Vito Reale (Viggiano, 23 December 1883 - Rome, 28 April 1953) was an Italian politician, who served as third and last Minister of the Interior of the Badoglio I Cabinet. He was also a member of the Italian Chamber of Deputies in the early 1920s, of the Italian Constituent Assembly after World War II, and of the Italian Senate from 1948 until his death in 1953.

==Biography==

He worked as a lawyer in the tribunal of Potenza, and was Mayor of Viggiano, his hometown, from 1910 to 1915, and well as member of the Regional Council of Basilicata from 1912. In 1919 he was elected to the Italian Chamber of Deputies and again in 1921, until 1924; during the latter he was secretary of the Permanent Parliamentary Commission of Internal Affairs.
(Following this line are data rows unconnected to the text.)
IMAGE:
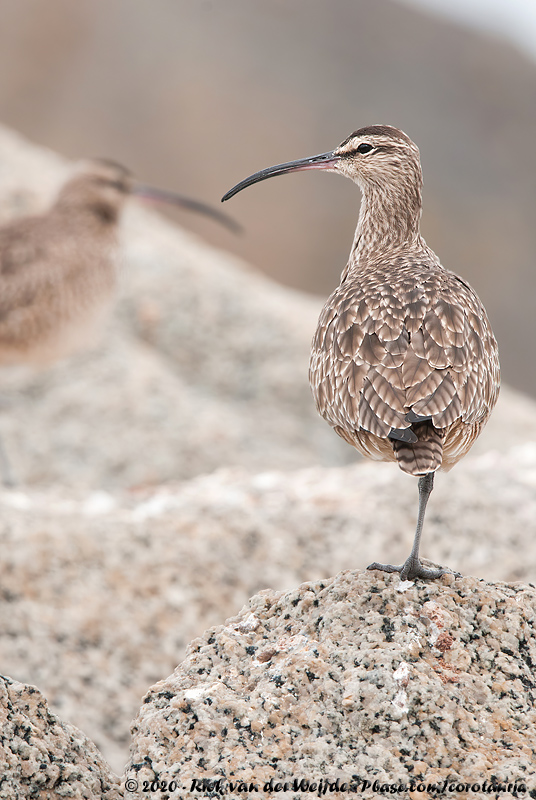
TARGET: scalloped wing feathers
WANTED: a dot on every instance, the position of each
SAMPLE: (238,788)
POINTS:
(406,340)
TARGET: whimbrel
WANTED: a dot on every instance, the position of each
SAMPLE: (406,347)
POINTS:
(404,364)
(57,270)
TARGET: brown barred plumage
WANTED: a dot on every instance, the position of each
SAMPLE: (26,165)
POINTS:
(404,365)
(58,269)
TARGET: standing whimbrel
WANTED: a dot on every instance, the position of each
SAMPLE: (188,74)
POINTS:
(57,270)
(404,364)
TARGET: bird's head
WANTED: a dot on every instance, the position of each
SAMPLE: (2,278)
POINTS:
(376,156)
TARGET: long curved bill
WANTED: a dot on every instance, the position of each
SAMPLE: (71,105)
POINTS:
(323,161)
(164,196)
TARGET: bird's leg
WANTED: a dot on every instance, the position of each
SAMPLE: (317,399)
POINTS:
(6,473)
(413,568)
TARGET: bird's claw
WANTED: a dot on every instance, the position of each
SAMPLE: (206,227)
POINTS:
(412,569)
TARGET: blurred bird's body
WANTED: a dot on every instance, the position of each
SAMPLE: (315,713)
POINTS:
(58,270)
(404,364)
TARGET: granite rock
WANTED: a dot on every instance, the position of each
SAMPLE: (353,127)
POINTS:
(355,678)
(101,593)
(43,758)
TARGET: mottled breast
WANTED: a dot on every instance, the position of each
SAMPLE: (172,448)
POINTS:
(402,344)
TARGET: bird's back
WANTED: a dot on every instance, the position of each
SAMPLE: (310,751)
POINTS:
(56,275)
(404,364)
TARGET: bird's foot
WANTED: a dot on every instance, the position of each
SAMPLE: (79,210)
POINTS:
(411,569)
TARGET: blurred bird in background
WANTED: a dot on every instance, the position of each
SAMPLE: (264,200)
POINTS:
(404,364)
(58,270)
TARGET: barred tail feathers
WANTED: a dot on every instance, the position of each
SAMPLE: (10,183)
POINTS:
(423,456)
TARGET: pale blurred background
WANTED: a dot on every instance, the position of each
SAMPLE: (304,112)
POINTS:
(196,94)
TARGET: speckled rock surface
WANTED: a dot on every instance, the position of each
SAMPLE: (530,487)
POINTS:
(101,593)
(359,677)
(43,758)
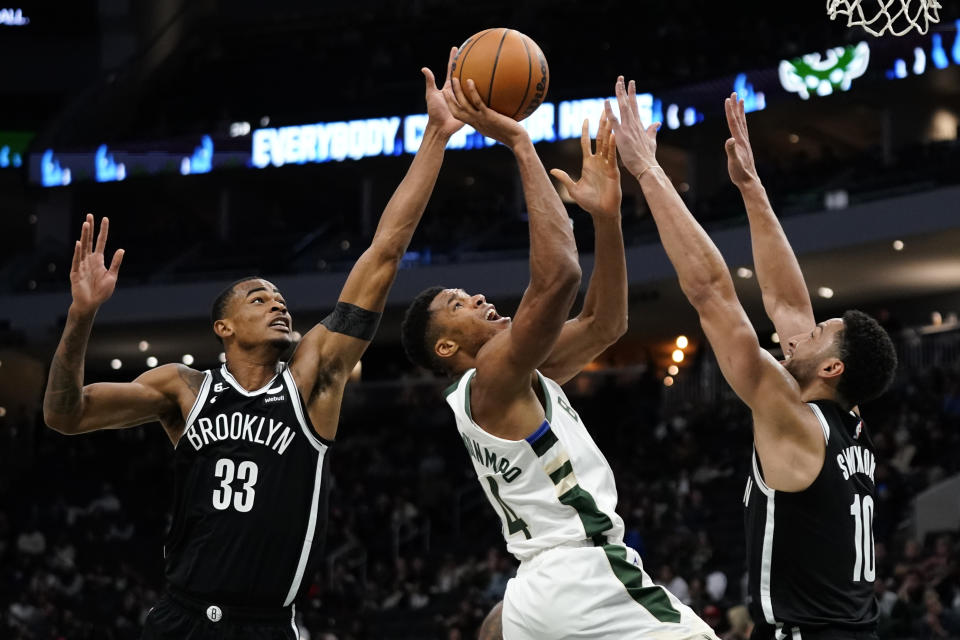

After the fall of the Fascist regime in 1943 he became State Undersecretary for the Interior and later (formally from February 1944, but de facto from November 1943, as the titular minister Umberto Ricci had remained in Rome) Minister of the Interior in the Badoglio I Cabinet of the "Kingdom of the South". After the end of the war, he was a member of the Italian Constituent Assembly from 1946 to 1948 and of the Italian Senate from 1948 until his death in 1953.